John Stathatos
PHOTOSYNKYRIA 2000: WATCH ME (WATCH YOU)



Greece has experienced something of a boom in contemporary photography over the last decade, a development reflected by the burgeoning fortunes of Photosynkyria, the country's oldest established international visual arts event. Photosynkyria (which means something like "a fortuitous photographic encounter") reached its twelfth edition in February and March 2000, marking the occasion with two innovations: the appointment of revolving artistic directors, and the adoption of the event by the recently established Thessaloniki Museum of Photography. This last, however, proved largely theoretical, since so far the museum exists in name only; together with its virtual siblings, the city's proposed new museums of modern art and of design, the museum of photography has yet to be housed and funded, while the site originally earmarked for its use, a converted warehouse, is being eyed hungrily by an unholy alliance of developers and local politicians.

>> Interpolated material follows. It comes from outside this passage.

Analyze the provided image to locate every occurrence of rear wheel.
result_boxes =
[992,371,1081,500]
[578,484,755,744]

     Fortunately, Thessaloniki has already been blessed with an excellent visual arts institution, the privately founded and administered Macedonian Museum of Contemporary Art whose galleries sheltered Watch Me (Watch You), the large international group exhibition forming the centrepiece of Photosynkyria 2000. Curated by Costis Antoniadis, this year's artistic director, Watch Me (Watch You) and a number of satellite one-person exhibitions examined the subject of the photographic gaze through an intriguing mix of familiar and unfamiliar work. At the heart of the exhibition was a remarkable set of images taken in the mountains of Crete during the nineteen fifties by one Pericles Striligas, itinerant photographer and purveyor of lucky charms. The paper negatives, recently brought to light by Eleni Christodoulaki, show peasants of both sexes sitting rigidly in threes and fours, staring straight at the camera, arms crossed or else lying flat on their thighs. We have no idea what lies behind this extraordinary performance, since the poses correspond to none of the known categories of Greek vernacular photography; they are far too stiff for commemorative images, while the variety of age groups makes it unlikely that they were intended for identity documents.
     Marc Garanger's stark black and white portraits of Arab women are also oddly unsettling; despite their finery, the women's expressions range from what looks like fear through contempt to a complete blank. The background to these images, however, is known to us. They were taken in 1960 at the height of France's Algerian war; the photographer was a conscript, and the photographs were to be used for identity cards as part of an anti-terrorist drive. According to Garanger, "The women would be lined up. Each in turn would sit on a stool outdoors, in front of the white wall of the house - the mechta. I would come to within three feet of them. They would be unveiled. […] They had no choice in the matter. Their only way of protesting was though their look". Interestingly, though these images are proffered as an almost excessively powerful case study of photography as violation, the morality of their further exposure and exploitation by Garanger did not appear to be challenged.
     Also on view were Andreas Müller-Pohle's monumental video stills of Japanese faces, encoded and typified as though for digital image recognition; Eleni Maligoura's haunting self-portraits; Georges Mara d'Ejove's L'entretien de Saint-Maur, a long frieze of homeless men from a shelter near Paris returning the viewer's gaze with stolid dignity; Thomas Florschuetz's segmented body images; Ulf Lundin's fake surveillance pictures, with their entirely convincing air of menace; Nick Waplington's voyeuristic forays into English proletarian lifestyles; and Katrina Lithgow's unvoyeuristic Naked Portraits of mothers and children.
     Two bodies of work by new or relatively unknown photographers who also had parallel one-person exhibitions stood out in particular. The first was a series of darkly enigmatic self-portraits by the young Athina Chroni, confidently assured images which managed to avoid the cloying narcissism normally characteristic of this genre. Outside the museum, Chroni exhibited an ingenious series of recent stereoscopic portraits; these were framed in groups, allowing a viewer sliding between the top and bottom mouldings to be moved back and forth as necessary.
     The second was Roger Ballen's series Outsider, square black and white portraits of what can only be called poor white trash in post-apartheid South Africa. Photographed inside their own homes, posed in the unforgiving glare of a flash gun against mostly minimal backgrounds, his grimacing subjects often seem physically maimed as well as demented. Inevitably reminiscent of Diane Arbus in style and content, these unforgiving images, though their subjects are infinitely less sympathetic than Garanger's Arab women, raised similar questions of photographic manipulation and objectification. It is to Photosynkyria's credit that Costis Antoniadis's adventurous curating enabled such questions to be posed, if not answered.